Online Banking

Kontoführungsgebühren Teaser

Mittlerweile haben nahezu alle Kreditinstitute Online Banking im Angebot. Im Internet können so alle Bankgeschäfte wie Überweisungen, Daueraufträge oder auch die Abfrage von Umsätzen bequem von zu Hause aus erledigt werden. Der Branchenverband Bitkom hat bereits im Jahr 2010 in einer Umfrage ermittelt, dass rund 26 Millionen aller Deutschen ihre Bankgeschäfte über das Netz erledigen.

Die Sicherheit beim Online Banking

Beim Online Banking spielt die Sicherheit eine tragende Rolle. Die Institute bieten verschiedene Möglichkeiten an, die Bankgeschäfte online zu erledigen:

Bisher wurde vielfach das PIN/TAN-Verfahren genutzt. Dabei werden für jeden User sogenannte TAN-Listen generiert, aus denen er bei Transaktionen neben der Eingabe seiner PIN eine weitere Nummer zur Bestätigung eingeben muss. Auch das iTAN-Verfahren funktioniert ähnlich, hier sind die TAN-Nummern durchnummeriert und der User wird aufgefordert, eine bestimmte TAN einzugeben. Aufgrund von Sicherheitsbedenken haben viele Banken inzwischen vom PIN/TAN-Verfahren Abstand genommen und bieten andere Alternativen wie das mobile TAN-Verfahren an.
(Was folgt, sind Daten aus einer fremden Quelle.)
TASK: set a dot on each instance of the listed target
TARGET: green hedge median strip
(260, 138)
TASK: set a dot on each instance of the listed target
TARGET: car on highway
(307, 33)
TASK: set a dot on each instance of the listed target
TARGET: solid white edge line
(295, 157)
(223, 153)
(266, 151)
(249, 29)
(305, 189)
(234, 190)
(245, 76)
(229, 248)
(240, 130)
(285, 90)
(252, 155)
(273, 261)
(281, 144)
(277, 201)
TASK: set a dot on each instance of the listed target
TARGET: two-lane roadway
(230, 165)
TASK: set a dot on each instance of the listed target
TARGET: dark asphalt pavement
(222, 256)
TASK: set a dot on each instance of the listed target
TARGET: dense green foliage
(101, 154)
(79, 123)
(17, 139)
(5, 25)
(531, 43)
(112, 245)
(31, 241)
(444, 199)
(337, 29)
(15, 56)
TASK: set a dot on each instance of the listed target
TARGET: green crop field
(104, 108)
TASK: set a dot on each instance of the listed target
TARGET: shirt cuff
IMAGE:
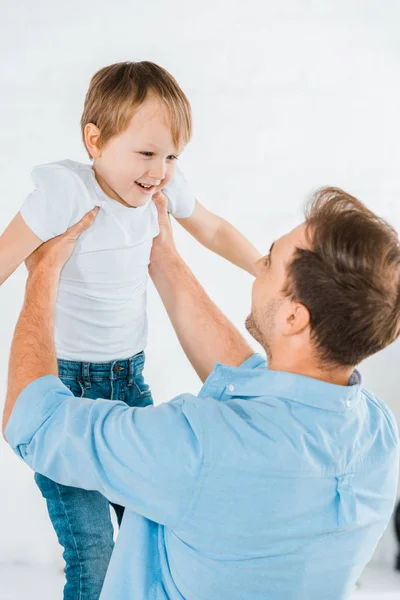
(33, 406)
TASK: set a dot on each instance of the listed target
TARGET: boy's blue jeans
(81, 518)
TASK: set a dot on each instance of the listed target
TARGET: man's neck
(308, 367)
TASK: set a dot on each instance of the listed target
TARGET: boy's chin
(136, 202)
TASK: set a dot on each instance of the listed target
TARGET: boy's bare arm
(32, 351)
(221, 237)
(16, 243)
(205, 334)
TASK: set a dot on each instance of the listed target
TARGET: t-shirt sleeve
(57, 202)
(181, 201)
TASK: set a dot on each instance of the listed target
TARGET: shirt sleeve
(147, 459)
(181, 201)
(57, 202)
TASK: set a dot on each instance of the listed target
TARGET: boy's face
(143, 155)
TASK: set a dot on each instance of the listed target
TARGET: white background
(286, 96)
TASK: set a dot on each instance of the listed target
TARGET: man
(274, 482)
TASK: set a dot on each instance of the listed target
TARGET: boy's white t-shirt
(101, 302)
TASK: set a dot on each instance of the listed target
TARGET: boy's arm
(16, 244)
(221, 237)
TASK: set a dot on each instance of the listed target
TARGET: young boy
(136, 121)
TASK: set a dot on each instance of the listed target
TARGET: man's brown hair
(116, 91)
(349, 279)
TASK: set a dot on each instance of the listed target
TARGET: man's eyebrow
(270, 251)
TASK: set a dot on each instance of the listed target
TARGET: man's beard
(262, 332)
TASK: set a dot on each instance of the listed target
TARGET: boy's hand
(53, 255)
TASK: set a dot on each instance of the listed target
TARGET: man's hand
(164, 242)
(53, 255)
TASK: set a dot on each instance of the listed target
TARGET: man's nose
(259, 265)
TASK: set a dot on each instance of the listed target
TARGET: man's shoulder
(381, 416)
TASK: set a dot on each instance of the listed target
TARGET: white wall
(286, 96)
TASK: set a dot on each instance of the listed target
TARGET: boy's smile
(131, 166)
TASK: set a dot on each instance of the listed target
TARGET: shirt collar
(254, 379)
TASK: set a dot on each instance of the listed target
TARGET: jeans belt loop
(86, 375)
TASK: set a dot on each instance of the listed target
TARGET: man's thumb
(85, 222)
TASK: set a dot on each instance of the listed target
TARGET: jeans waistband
(125, 368)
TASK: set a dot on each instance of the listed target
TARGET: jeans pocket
(74, 386)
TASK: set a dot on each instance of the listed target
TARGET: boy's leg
(81, 520)
(131, 388)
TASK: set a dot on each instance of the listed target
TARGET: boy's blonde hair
(116, 91)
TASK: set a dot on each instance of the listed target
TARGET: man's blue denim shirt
(266, 486)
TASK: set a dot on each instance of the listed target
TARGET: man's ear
(92, 137)
(297, 320)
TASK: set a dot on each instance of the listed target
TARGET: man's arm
(205, 334)
(221, 237)
(32, 350)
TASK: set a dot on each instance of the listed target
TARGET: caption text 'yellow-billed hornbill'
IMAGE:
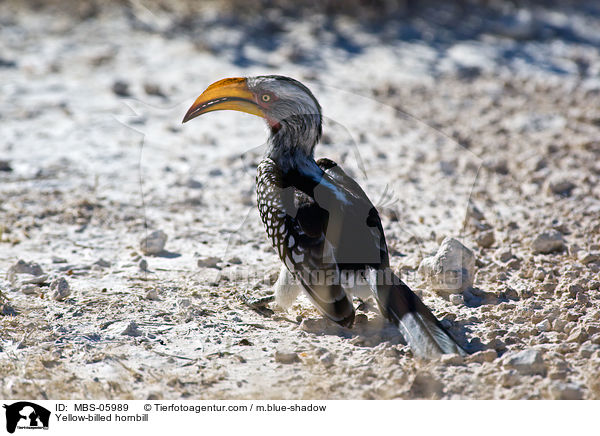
(326, 230)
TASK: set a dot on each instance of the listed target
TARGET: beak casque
(226, 94)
Mittels einer mobilen TAN erhalten Nutzer nach Eingabe der Transaktion eine TAN-Nummer per SMS auf ihr Handy. In der Nachricht werden zusätzlich noch einmal die Überweisungs- bzw. Transaktionsdaten angegeben, so dass die mobile TAN einen höheren Sicherheitsstandard bietet.
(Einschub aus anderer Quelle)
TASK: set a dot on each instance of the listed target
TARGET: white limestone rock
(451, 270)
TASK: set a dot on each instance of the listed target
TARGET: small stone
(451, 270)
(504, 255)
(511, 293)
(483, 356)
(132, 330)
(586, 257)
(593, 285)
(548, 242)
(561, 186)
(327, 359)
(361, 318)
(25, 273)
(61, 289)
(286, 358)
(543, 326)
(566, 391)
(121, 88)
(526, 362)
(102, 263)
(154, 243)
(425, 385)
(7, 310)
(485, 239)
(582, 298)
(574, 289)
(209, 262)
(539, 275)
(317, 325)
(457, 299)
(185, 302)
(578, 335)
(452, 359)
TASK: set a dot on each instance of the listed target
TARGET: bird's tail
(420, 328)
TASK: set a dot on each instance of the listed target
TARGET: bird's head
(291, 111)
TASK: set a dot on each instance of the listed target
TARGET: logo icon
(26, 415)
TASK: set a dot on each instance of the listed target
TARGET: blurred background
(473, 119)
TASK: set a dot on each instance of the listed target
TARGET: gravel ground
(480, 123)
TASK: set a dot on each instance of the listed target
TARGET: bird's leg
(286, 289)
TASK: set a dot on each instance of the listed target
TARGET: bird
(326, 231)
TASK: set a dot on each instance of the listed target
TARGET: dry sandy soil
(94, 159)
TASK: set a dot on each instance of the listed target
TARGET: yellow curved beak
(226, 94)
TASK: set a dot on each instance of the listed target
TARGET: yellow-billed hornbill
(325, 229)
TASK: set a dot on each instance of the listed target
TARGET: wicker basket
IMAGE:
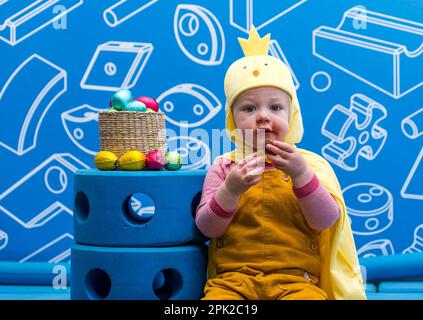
(122, 131)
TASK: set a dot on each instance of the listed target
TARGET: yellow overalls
(268, 251)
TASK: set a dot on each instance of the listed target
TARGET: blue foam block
(102, 216)
(393, 266)
(174, 273)
(394, 296)
(370, 287)
(37, 273)
(33, 293)
(401, 286)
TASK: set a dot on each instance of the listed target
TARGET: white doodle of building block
(52, 180)
(412, 188)
(244, 13)
(20, 128)
(20, 19)
(354, 132)
(116, 65)
(124, 10)
(384, 54)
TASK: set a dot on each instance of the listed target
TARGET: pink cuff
(308, 188)
(218, 210)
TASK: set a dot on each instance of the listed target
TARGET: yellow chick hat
(258, 69)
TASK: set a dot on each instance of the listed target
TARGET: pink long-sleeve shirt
(319, 208)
Hohe Sicherheit bietet das Signaturverfahren. Dabei erhalten Nutzer des Online Bankings nur die Möglichkeit einer Transaktion, wenn eine entsprechende Signaturkarte verwendet wird, die praktisch die eingegeben Daten bestätigt. Ein ähnliches Verfahren nutzt der HBCI oder FinTS-Standard, der ebenfalls mit Verschlüsselungen arbeitet.
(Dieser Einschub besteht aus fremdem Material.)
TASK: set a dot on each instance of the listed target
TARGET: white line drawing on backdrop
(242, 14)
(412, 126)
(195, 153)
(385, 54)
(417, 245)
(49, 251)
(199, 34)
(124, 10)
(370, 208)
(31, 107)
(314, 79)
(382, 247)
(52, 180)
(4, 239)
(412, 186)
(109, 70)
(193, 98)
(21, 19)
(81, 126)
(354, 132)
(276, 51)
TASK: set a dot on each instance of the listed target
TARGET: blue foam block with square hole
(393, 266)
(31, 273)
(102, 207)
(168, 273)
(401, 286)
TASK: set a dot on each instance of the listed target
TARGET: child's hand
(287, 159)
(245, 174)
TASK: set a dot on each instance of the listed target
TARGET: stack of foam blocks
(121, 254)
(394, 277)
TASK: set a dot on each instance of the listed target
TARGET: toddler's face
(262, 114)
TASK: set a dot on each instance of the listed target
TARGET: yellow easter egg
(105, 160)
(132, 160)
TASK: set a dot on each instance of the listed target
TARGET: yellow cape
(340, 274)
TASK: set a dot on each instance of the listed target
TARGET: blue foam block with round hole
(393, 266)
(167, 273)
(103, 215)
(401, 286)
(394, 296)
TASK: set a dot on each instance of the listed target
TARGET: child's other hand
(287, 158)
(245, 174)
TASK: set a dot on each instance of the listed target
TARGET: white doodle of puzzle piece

Mögliche Risiken beim Online Banking

Das Bundesamt für Sicherheit in der Informationstechnik weist auf verschiedene Sicherheitsrisiken beim Online Banking hin:

  • Vorsicht ist bei Pishing-Mails geboten. Der Nutzer erhält eine Mail mit der Aufforderung nach einem Klick auf den Link sensible Kontodaten wie PIN und TAN-Nummern preiszugeben. Die Kreditinstitute weisen immer wieder darauf hin, dass sie diese Daten niemals per Mail von ihren Kunden erfragen würden.
  • Pishing ist auch durch die unbemerkte Installation eines Trojaners auf dem Rechner möglich. Zur Sicherheit ist die Verwendung eines Virenscanners bei der Nutzung des Online Banking unumgänglich.
  • Vorsicht bei der Abwicklung von Bankgeschäften in Internetcafés! Hier könnten Unbefugte nach der Nutzung aus dem verwendeten Browser Informationen auslesen. Wer seine Bankgeschäfte an öffentlichen Stellen tätigt, sollte nach Beendigung der Sitzung den Browserverlauf löschen.

Auch aus dem WLAN-Netz können Gefahren drohen. Nutzer, die einen Online Banking Zugang über WLAN nutzen, sollten prüfen, dass es sich um eine sichere Verbindung handelt.